Il ne manquait plus que ça! Alors là pour sûr j'étais bon pour aller direct en prison! J'avais déjà tué une dizaine de personnes dont des membres des forces de l'ordre! Et tout ça en même pas vingt-quatre heures! C'était vraiment pas de veine! Quoi qu'il en soit j'étais coincé. Je n'avais pas le choix, il me fallait aller ouvrir la porte et laisser entrer une horde de policiers enragés prêts à saisir la moindre occasion de venger leur collègues en vidant leur chargeur sur moi. J'allais me lever mais la porte vola en éclats et ils firent irruption dans mon salon en hurlant. Ils portaient des casques et des combinaisons spéciales. En fait on aurait plutôt dit le GIGN.
- Mets tes mains dans tes poches! Cria l'un d'eux.
- Tes mains dans tes poches!
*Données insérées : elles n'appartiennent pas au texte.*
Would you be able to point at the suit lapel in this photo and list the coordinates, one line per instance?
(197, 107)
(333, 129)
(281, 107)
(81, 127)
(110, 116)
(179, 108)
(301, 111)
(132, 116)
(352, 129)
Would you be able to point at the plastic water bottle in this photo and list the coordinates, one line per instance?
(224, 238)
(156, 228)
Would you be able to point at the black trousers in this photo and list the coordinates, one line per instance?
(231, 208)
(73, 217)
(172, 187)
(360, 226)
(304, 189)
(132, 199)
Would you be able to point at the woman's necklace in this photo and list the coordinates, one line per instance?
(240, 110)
Répéta un autre.
J'ai mis mes mains dans mes poches et me suis aussitôt pris un grand coup de crosse de fusil mitrailleur dans les dents.
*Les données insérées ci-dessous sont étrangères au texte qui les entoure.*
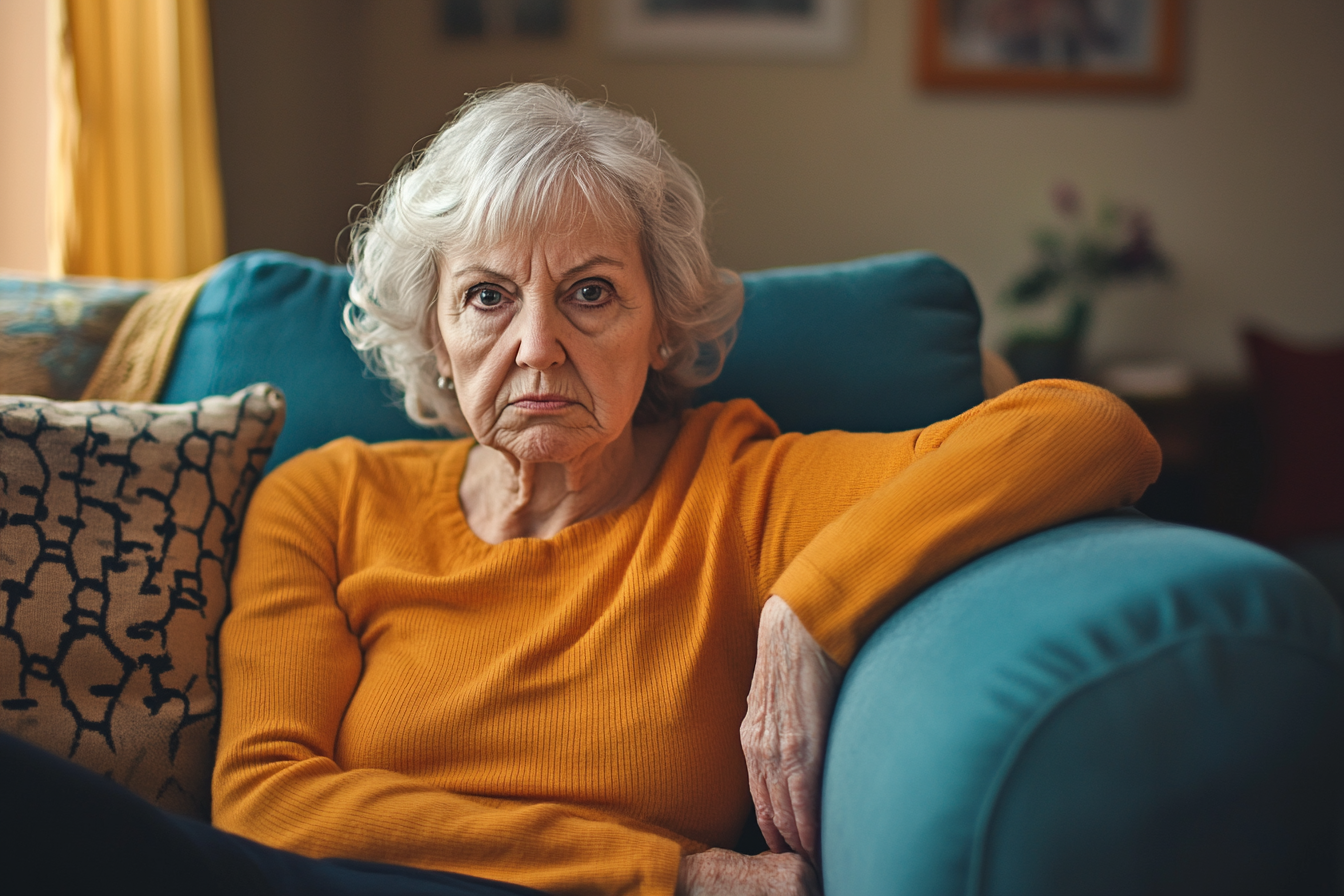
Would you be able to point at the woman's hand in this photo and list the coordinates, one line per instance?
(721, 872)
(784, 734)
Quand je me suis réveillé j'étais de nouveau en cellule, mais celle-ci était différente de l'autre parce qu'il n'y avait pas de barreaux mais une immense vitre probablement blindée avec une petite ouverture ne permettant de faire passer que de petites choses comme des petits plateaux repas. Un type en costume cravate est arrivé et s'est assis sur une chaise qui était posée de l'autre côté de la vitre.
- Vous êtes mon avocat? J'ai demandé.
Alors il a éclaté de rire. Un rire énorme et terrifiant qui semblait ne jamais devoir s'achever. 
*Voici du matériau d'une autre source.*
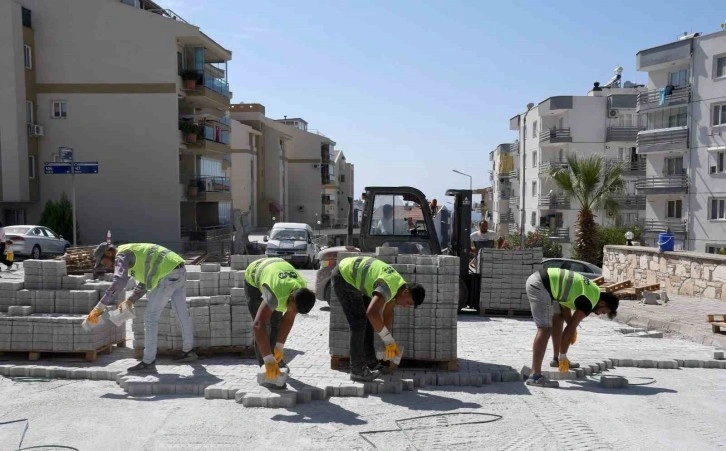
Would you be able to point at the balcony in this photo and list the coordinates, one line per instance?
(554, 202)
(209, 189)
(662, 140)
(555, 135)
(546, 167)
(630, 168)
(558, 233)
(663, 97)
(630, 201)
(675, 184)
(628, 134)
- Ha! Ha! Oh que non je ne suis pas votre avocat! Certainement pas vu ce qui est arrivé au dernier! Non, moi je suis juste venu voir si vous alliez bien. Comprenez, je dois faire un rapport afin qu'on ai pas de problème.
- Mais qu'est-ce qui va se passer?
- Pardon?
- Je veux dire, qu'est-ce qui va m'arriver?
- Oh mais rien du tout! C'est fini tout ça mon ami! Il ne va plus rien vous arriver du tout du tout! Vous allez rester bien tranquille ici jusqu'à votre mort. Bien au chaud et bien en sécurité, comme ça, vous n'aurez plus jamais peur de faire des bêtises.
- Mais enfin! Je n'ai que vingt-huit ans!
- Mais justement! Allons! Songez donc un peu à toutes les merveilleuses choses que vous allez pouvoir faire ici! Vous allez pouvoir faire des dessins! Ecrire un livre!
- Mais enfin je veux sortir d'ici! Je n'ai rien fait!
- Ha! Ha! Vous dites ça aujourd'hui, mais je suis sûr que si je repasse vous voir dans vingt ou trente ans, vous serrez mort de trouille à l'idée de quitter cette cellule.